9. Trifunovic et al. Premature ageing in mice expressing defective mitochondrial DNA polymerase. Nature 2004, 429:417-423.
This test is indicated for:
- Individual with a clinical diagnosis of a mitochondrial DNA disorder
The entire mitochondrial genome is PCR amplified using 46 pairs of overlapping primers. Direct sequencing of amplification products is performed in both the forward and reverse directions using automated fluorescence dideoxy sequencing methods. Patient gene sequences are compared to a normal reference sequence. Sequence variations are then classified as mutations, benign variants unrelated to disease or variations of unknown clinical significance. Variants of unknown clinical significance may require further studies of the patient and/or family members. Results of molecular analysis must interpreted in the context of the patient's clinical and/or biochemical phenotype.
Detection is related to the specific condition suspected (refer to the test descriptions for the recognized conditions listed above). Since in general, sequence analysis does not detect low level mutant heteroplasmy. Common mutations must be ruled out before the whole genome sequence is analyzed.
Type: Whole Blood
Specimen Requirements:In EDTA (purple top) tube:
Infants (<2 years): 2-3 ml
Children (>2 years): 3-5 ml
Older Children & Adults: 5-10 ml
Specimen Collection and Shipping: Refrigerate until time of shipment. Ship sample within 5 days of collection at room temperature with overnight delivery.

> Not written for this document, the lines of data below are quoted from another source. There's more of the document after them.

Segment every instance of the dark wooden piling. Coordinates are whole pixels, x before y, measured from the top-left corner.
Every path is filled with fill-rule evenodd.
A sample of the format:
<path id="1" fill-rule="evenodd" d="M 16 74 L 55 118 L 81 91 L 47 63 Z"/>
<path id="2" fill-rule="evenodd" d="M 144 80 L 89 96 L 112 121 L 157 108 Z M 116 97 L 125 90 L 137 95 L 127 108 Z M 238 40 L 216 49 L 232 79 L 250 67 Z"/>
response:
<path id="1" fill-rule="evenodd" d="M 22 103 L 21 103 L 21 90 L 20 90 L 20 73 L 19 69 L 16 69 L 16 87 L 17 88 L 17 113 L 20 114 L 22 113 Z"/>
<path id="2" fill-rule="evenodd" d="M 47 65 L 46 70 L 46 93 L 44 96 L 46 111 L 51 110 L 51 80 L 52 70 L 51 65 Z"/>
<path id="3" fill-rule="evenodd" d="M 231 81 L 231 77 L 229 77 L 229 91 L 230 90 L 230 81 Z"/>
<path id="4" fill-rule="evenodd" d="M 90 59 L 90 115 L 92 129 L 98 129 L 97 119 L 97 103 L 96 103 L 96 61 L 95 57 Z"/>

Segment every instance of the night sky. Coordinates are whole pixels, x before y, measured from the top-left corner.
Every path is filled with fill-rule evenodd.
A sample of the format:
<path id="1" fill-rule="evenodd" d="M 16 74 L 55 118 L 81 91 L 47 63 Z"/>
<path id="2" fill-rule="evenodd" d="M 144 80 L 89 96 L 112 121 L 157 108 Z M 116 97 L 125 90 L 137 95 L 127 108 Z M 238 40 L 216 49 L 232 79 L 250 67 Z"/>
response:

- PCR amplification and restriction enzyme fragment analysis is available to test for Leigh syndrome (QD), Myoclonic epilepsy with ragged-red fibers (QH), and Leber hereditary optic neuropathy (QC).
- Testing for MELAS (Mitochondrial encephalomyopathy with lactic acidosis and stroke-like episodes) (QA) is available using sequence analysis of the MTTL1 gene and an allele-specific extension assay.
- Testing for Retinitis Pigmentosa and Ataxia (NARP) (QK) is available by PCR amplification with restriction enzyme fragment analysis and an allele-specific extension assay.
- Urine organic acid (OA) with lactic acid and pyruvic acid, and plasma acylcarnitine analysis (AR) may be considered for evaluation of specific mitochondrial disorders.
- Known mutation analysis (KM) is available to family members if mutation is identified in the proband by sequencing.